I would really appreciate help on solving my problem. Thanks very much.

Best Answer

Analytic Solution

Remark
This derivation is extension of dohmatob's solution (Extending details not given in the linked PDF).

Defining:

$$ \hat{x} = \operatorname{prox}_{{\lambda}_{1} {\left\| \cdot \right\|}_{1} + {\lambda}_{2} {\left\| \cdot \right\|}_{2}} \left( b \right) = \arg \min_{x} \left\{ \frac{1}{2} {\left\| x - b \right\|}_{2}^{2} + {\lambda}_{1} {\left\| x \right\|}_{1} + {\lambda}_{2} {\left\| x \right\|}_{2} \right\} $$

This implies:

$$ 0 \in \hat{x} - b + {\lambda}_{1} \partial {\left\| \hat{x} \right\|}_{1} + {\lambda}_{2} \partial {\left\| \hat{x} \right\|}_{2} $$

Where:

$$ u \in \partial {\left\| \cdot \right\|}_{1} \left( \hat{x}_{i} \right) = \begin{cases} \left[-1, 1 \right] & \text{ if } \hat{x}_{i} = 0 \\ \operatorname{sgn}\left( \hat{x}_{i} \right) & \text{ if } \hat{x}_{i} \neq 0 \end{cases} , \; v \in \partial {\left\| \cdot \right\|}_{2} \left( x \right) = \begin{cases} \left\{ z \mid \left\| z \right\|_{2} \leq 1 \right\} & \text{ if } \hat{x} = \boldsymbol{0} \\ \frac{ \hat{x} }{ \left\| \hat{x} \right\|_{2} } & \text{ if } \hat{x} \neq \boldsymbol{0} \end{cases} $$

Notes

  • The optimization problem tries to minimize $ \hat{x} $ norms while keeping it close to $ b $.
  • For any element which is not zero in $ \hat{x} $ its sign is identical to the corresponding element in $ b $. Namely $ \forall i \in \left\{ j \mid \hat{x}_{j} \neq 0 \right\}, \, \operatorname{sgn} \left( \hat{x}_{i} \right) = \operatorname{sgn} \left( b \right) $. The reason is simple, If $ \operatorname{sgn} \left( \hat{x}_{i} \right) \neq \operatorname{sgn} \left( b \right) $ then by setting $ \hat{x}_{i} = -\hat{x}_{i} $ one could minimize the distance to $ b $ while keeping the norms the same which is a contradiction to the $ \hat{x} $ being optimal.

Case $ \hat{x} = \boldsymbol{0} $

In this case the above suggests:

$$ b = {\lambda}_{1} u + {\lambda}_{2} v \iff b - {\lambda}_{1} u = {\lambda}_{2} v $$

Since $ {u}_{i} \in \left[ -1, 1 \right] $ and $ \left\| v \right\|_{2} \leq 1 $ one could see that as long as $ \left\| b - {\lambda}_{1} u \right\|_{2} \leq {\lambda}_{2} $ one could set $ \hat{x} = \boldsymbol{0} $ while equality of the constraints hold.

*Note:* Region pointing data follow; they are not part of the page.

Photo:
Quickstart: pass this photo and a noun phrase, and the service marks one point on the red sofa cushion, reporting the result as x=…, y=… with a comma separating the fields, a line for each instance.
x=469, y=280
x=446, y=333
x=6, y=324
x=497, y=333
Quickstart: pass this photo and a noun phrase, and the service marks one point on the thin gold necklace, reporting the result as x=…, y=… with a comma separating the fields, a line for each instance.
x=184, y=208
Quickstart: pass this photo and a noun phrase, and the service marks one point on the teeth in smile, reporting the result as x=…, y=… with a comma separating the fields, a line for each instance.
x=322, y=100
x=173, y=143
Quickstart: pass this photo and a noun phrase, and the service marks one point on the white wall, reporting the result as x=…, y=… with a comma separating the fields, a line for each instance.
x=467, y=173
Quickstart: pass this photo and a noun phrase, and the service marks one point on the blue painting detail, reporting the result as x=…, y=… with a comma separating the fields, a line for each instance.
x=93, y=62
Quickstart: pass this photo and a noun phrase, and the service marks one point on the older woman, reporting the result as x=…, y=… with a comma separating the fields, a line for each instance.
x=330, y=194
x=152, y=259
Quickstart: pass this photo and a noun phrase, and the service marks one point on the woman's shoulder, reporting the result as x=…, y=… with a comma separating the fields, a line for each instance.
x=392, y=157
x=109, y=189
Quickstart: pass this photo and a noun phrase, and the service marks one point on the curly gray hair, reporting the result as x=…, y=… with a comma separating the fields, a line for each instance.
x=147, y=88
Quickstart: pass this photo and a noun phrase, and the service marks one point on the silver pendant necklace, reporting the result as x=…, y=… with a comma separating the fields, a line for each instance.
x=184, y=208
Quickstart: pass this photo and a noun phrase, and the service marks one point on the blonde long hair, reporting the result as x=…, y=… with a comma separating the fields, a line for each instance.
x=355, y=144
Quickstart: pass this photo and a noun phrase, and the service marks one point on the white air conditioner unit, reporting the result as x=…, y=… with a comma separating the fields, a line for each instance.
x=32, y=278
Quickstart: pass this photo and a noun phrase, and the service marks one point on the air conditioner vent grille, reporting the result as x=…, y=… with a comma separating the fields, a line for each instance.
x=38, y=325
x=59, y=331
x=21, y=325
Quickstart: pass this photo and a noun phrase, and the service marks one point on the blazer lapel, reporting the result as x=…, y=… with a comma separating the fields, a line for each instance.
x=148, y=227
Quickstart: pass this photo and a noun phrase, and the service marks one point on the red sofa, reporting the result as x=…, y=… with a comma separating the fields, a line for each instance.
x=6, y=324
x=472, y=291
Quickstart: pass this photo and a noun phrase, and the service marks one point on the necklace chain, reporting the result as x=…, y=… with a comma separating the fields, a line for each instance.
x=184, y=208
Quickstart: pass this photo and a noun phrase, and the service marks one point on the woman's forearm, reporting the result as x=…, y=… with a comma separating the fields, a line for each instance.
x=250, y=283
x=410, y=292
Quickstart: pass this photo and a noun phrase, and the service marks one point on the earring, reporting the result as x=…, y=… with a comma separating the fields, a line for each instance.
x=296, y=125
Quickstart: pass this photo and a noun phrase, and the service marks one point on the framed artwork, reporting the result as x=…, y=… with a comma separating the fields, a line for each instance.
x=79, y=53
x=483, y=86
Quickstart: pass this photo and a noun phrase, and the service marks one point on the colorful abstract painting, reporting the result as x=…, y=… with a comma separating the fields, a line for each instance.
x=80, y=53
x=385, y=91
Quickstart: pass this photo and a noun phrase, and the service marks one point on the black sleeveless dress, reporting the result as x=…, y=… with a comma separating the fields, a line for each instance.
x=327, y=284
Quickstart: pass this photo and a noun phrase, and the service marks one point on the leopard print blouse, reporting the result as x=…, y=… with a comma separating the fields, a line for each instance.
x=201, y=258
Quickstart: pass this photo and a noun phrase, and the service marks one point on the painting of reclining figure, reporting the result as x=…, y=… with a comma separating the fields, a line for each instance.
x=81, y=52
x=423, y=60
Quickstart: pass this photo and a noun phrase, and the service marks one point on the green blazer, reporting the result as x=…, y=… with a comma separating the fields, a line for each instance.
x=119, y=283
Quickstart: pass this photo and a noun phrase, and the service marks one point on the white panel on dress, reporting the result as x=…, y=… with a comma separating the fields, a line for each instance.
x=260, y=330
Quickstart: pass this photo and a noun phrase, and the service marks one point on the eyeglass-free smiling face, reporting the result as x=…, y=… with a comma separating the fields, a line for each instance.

Looking for the edge cases (With regard to $ b $) is simple since it cam be done element wise between $ b $ and $ u $. It indeed happens when $ v = \operatorname{sign}\left( b \right) $ which yields:

$$ \hat{x} = \boldsymbol{0} \iff \left\| b - {\lambda}_{1} \operatorname{sign} \left( b \right) \right\|_{2} \leq {\lambda}_{2} \iff \left\| \mathcal{S}_{ {\lambda}_{1} } \left( b \right) \right\|_{2} \leq {\lambda}_{2} $$

Where $ \mathcal{S}_{ \lambda } \left( \cdot \right) $ is the Soft Threshold function with parameter $ \lambda $.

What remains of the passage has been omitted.